US 12,406,093 B2
	Systems and methods for preventing sensitive data leakage during label propagation
Jeremy Goodsitt, Champaign, IL (US); Michael Davis, Arlington, VA (US); Taylor Turner, Richmond, VA (US); Kenny Bean, Herndon, VA (US); and Tyler Farnan, San Diego, CA (US)
Assigned to Capital One Services, LLC, McLean, VA (US)
Filed by Capital One Services, LLC, McLean, VA (US)
Filed on Aug. 21, 2023, as Appl. No. 18/452,630.
Prior Publication US 2025/0068768 A1, Feb. 27, 2025
Int. Cl. G06F 21/00 (2013.01); G06F 21/62 (2013.01)
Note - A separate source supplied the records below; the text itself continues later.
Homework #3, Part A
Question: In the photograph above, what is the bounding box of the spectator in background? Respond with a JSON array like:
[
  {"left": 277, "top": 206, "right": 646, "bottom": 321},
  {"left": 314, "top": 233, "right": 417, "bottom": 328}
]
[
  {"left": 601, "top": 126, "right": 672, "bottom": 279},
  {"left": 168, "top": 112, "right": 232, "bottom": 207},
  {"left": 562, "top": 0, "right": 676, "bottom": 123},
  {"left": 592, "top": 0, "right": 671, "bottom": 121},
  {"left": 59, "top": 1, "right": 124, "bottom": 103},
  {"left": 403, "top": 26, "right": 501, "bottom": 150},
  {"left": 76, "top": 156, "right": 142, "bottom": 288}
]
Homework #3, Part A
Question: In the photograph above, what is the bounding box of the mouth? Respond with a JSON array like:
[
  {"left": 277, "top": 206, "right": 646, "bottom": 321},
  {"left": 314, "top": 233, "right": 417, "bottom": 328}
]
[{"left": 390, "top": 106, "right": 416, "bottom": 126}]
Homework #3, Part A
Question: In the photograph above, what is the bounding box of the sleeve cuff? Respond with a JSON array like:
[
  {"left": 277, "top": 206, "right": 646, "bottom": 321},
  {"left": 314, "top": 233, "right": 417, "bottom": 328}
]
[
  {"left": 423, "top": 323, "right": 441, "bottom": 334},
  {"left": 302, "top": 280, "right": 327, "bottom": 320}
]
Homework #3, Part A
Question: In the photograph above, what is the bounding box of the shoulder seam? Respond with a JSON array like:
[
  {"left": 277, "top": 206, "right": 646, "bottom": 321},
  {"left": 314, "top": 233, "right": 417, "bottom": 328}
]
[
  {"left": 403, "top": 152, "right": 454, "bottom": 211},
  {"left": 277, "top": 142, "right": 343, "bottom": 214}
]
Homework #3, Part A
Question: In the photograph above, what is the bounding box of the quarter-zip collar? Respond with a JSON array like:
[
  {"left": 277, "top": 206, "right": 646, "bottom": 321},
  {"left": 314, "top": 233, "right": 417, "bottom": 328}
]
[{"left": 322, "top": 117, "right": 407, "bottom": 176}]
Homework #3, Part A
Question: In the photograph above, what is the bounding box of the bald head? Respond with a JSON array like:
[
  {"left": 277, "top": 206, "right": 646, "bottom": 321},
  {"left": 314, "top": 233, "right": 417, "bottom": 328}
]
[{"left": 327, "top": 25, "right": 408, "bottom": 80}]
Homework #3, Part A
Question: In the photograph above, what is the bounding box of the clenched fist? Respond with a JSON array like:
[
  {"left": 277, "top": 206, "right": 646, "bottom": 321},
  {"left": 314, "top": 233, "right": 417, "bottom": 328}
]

CPC G06F 21/6254 (2013.01)

20 Claims

1. A system for preventing sensitive data leakage, using weak learner libraries and a plurality of environments, during label propagation, the system comprising:

one or more processors; and

one or more non-transitory, computer-readable mediums comprising instructions that when executed by the one or more processors causes operations comprising:

receiving a first data set at a first environment, wherein the first data set comprises a plurality of sensitive characteristics, wherein the first data set comprises actual data;

generating a second data set at a second environment, wherein the second data set is a synthetic data set corresponding to the first data set;

determining, based on the second data set at the second environment, a first weak learner for a first labeling task of a plurality of labeling tasks specific to the first data set;

validating, based on the first data set at the first environment, the first weak learner;

in response to validating the first weak learner at the first environment, adding the first weak learner to a first weak learner library for the first data set;

determining, based on the second data set at the second environment, a second weak learner for a second labeling task of the plurality of labeling tasks;

validating, based on the first data set at the first environment, the second weak learner;

adding the second weak learner to the first weak learner library in response to validating the second weak learner;

determining, for the first weak learner library, an aggregate labeling performance for the plurality of labeling tasks specific to the first data set;

comparing the aggregate labeling performance to a threshold aggregate performance; and

determining whether to approve the first weak learner library for use based on comparing the aggregate labeling performance to the threshold aggregate performance.